Eventually Manolo found happiness providing assistance to children with severe physical disabilities. In a program run by physically disabled villagers, Manolo’s strength was very much appreciated. He found meaning and pride in being able to help others.

This slide show led to a discussion on the importance of looking at people’s strengths, not their weaknesses. The children picked up on this quickly.

“The Measles Monster”

This colorful slide show presents a street theater skit in Nicaragua, performed by children and health workers in Ciudad Sandino, Nicaragua, to educate people about the importance of immunization. (See Disabled Village Children, p 455.) In the skit a giant, fearsome Measles Monster with horns and huge claws chases after children who have not been vaccinated. In the end, after all the children are vaccinated, they overcome the Monster. This skit was presented to the teachers and children to give them ideas on how they could use community theater to communicate the importance of healthy practices and greater inclusion.

During this activity, one small, very wild boy with some cognitive impairment, fascinated by the ferocious Measles Monster on my computer screen, ran up and began poking the keys on my computer—which at once went blank. I tried to ward off the boy with one hand while resetting the computer with the other, but with little success. People in the hall asked the teacher who had brought this wild little boy, why he didn’t intervene to help me. With a good-natured smile, the teacher replied, “Because I want him to realize what I have to go through every day!” Everyone laughed. At that point the boy, who was frantically trying to get past my arm to reach the computer, bit my bare forearm. But at once his mouth filled with hairs (my arms are very hairy) and the boy backed off, spitting and clawing at his mouth. After that he left me in peace.

Note: Click here to see The Measles Monster presentation.

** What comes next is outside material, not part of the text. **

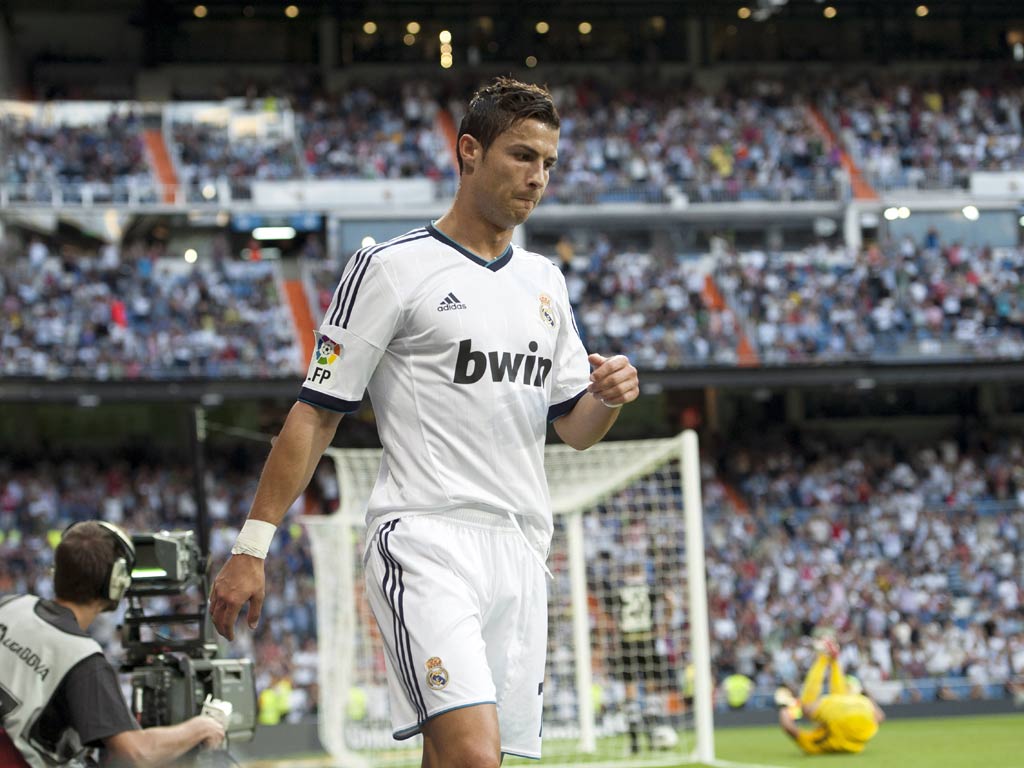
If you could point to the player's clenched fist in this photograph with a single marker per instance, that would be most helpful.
(613, 380)
(240, 582)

End of the Workshop: Conclusions

“What did we learn and how did it change us?” This was a brief closing session where first the children and then the adults commented on how they felt about the workshop, what they had learned, and how they might put into action or share with others some of the activities and approaches to learning and inclusion that they had engaged in during the workshop.

Because this closing session was a preliminary to the more extensive Evaluation and Planning process the following day, the participants’ various responses will be covered there. Over all they were very encouraging.